Oh, and the other thing going in my Shitty Kitchen Kit: a couple of good quality half-sheet pans and a roll of parchment. Most of the baking sheets I find in people’s houses are about three microns thick and coated with either layers of crud dating back to the Eisenhower administration or some sort of half-assed nonstick coating that probably worked the first time but now seems designed to stick the food to the pan as firmly as possible.
You can do OK covering them with generously oiled aluminum foil, though the pans will warp into unrecognizable shapes and start to smell funny if the oven gets hotter than 275 degrees.
We should come up with a definitive list for the Shitty Kitchen Kit. It wouldn’t be a bad wedding present.
The Shitty Kitchen Kit sounds like a great idea. Here are some of my nominations. Note that these are things that are ‘acceptable’ as opposed to ‘optimum’, and I’m thinking that you should be able to chuck it all in one box and tote it around without any trouble. I picked ten things; spices and/or favorite ingredients would be extra.
High ceilinged kitchens designed for really tall people. A friend has one. I went to her house for Thanksgiving one year. I could barely reach anything. All of my important cooking stuff is stacked on the bottom shelves much to the annoyance of my very tall husband.
It never dawned on me before that glass cutting boards existed till I read this thread. I’d seen them in peoples kitchens and always assumed they were for setting hot pots on to avoid counter damage, and have used them as such. No wonder I couldn’t find their cutting board.
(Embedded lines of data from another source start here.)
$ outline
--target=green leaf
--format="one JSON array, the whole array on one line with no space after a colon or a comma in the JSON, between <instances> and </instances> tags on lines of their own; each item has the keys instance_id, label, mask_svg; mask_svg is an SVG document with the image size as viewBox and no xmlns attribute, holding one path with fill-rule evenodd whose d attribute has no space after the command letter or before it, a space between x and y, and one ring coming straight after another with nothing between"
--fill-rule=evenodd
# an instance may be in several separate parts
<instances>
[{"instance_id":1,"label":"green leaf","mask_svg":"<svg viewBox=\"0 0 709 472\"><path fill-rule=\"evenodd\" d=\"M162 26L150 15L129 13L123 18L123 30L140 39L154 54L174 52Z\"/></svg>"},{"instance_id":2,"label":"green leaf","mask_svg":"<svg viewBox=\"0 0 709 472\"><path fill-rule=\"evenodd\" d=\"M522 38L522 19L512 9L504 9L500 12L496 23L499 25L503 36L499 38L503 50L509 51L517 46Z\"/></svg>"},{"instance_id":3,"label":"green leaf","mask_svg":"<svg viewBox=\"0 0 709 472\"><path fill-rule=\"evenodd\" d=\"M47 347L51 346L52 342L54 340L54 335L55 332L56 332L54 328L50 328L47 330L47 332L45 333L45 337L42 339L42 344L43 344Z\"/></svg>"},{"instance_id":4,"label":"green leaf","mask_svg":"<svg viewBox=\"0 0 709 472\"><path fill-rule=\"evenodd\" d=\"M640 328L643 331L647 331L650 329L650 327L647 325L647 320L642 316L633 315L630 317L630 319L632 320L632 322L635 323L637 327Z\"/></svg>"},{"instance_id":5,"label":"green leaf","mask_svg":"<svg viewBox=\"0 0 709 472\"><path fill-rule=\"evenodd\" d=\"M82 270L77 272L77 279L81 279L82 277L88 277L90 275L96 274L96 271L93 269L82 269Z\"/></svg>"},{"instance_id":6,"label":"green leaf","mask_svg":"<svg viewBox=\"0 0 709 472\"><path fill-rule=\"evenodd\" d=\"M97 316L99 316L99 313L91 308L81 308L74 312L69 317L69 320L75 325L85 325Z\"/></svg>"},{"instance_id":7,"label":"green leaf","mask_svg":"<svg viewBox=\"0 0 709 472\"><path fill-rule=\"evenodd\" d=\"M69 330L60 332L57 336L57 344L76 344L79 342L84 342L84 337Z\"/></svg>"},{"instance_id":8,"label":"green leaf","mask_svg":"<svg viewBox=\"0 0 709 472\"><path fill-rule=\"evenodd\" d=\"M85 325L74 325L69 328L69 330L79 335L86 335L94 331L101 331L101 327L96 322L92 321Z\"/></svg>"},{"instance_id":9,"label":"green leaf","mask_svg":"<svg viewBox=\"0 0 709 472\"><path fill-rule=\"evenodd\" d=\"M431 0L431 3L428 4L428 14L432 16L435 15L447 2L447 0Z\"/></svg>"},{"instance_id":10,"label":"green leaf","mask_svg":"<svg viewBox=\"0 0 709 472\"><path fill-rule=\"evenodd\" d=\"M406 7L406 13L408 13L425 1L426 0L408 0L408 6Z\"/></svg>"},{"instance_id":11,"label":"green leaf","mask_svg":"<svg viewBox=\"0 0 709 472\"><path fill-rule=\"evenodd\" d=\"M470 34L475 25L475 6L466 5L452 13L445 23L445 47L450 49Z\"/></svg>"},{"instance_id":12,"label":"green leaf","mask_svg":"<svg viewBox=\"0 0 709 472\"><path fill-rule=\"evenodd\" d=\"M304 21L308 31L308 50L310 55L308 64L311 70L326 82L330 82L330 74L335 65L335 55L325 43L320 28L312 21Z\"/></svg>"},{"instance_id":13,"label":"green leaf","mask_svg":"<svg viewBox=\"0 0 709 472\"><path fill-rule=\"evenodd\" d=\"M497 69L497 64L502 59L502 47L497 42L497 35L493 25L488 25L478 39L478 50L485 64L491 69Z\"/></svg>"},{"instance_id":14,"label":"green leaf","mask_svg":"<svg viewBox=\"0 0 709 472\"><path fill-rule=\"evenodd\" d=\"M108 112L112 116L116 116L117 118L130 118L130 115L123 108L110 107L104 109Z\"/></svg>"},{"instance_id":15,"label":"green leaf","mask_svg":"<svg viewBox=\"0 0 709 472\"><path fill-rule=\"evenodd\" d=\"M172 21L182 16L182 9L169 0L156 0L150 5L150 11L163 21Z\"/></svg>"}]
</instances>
Glass is a terrible cutting surface why would anyone opt for that? Looking at prices the plastic ones are cheaper and to me they are so much more preferable.
I’m a terrible offender here. I’m tall and tend to always use top shelves for storage. Last time I was house sitting for a friend she thanked me for putting away the dishes then scolded me for where I put them, everything was out of reach.
A couple of those silicone liners would cover someone else’s crappy baking sheet, and take up less space in your kit, as they would roll up and eliminate the need for parchment, too. Though that wouldn’t help the funny smell and warping, I guess. Who are these people?
Mixing bowls of decent dimensions. That’s plural, people! And yes, I know you have that craptastic collection of assorted sized plastic, but that’s only to tangibly illustrate the many facets of ‘useless.’ Did someone once tell you that that peeling and blistering on the inside of each one will heal…? Heavy crockery? Stainless steel? Glass? Are you familiar with these materials? Of course you are! Heavy crockery for wrist-snapping dinner plates, stainless steel for showy surfaces, and glass for chopping boards…
It has never taken me more than two attempts to find a given item in the kitchen of any of my relatives, including aunts and second cousins…
except if it’s in SiL’n’Bro’s fridge. If I ever hear that they opened it and the contents came tumbling down, I’ll commiserate but I won’t be surprised. The bug-freak SiL and her Mom share (SiL’s Mom lives with them half the time) means that anything which needs to be stored in the fridge once opened will also be stored there before opening. When the rest of us have soda in cans, we keep most of the stash outside the fridge and replace any can we take out with a room-temperature one: they’ll buy a 36-can pack and despair because “there’s no room!” “Maybe you can find room for a couple of cans and leave the rest in the balcony?” “:eek:”
Apart from cleanliness, my biggest problem with other peoples’ kitchens is that they never put things where they should be. OK, fine, they live there and they can stow their stuff as they see fit, but anyone with half a brain would know that cutlery goes in this drawer and dish towels go in that drawer!
Surely I’m not the only one who finds this??
I hate cooking at my MIL’s. The woman doesn’t own a potato peeler. She peels her potatoes with a paring knife, sending at least 15% of each potato down the garbage disposal. And she rarely wraps things that she puts in the fridge. Yeah, that of pie will be just fine unprotected. No, I don’t want any, thanks.
The solution when we visit them: “Hey, let us take you out to eat!!”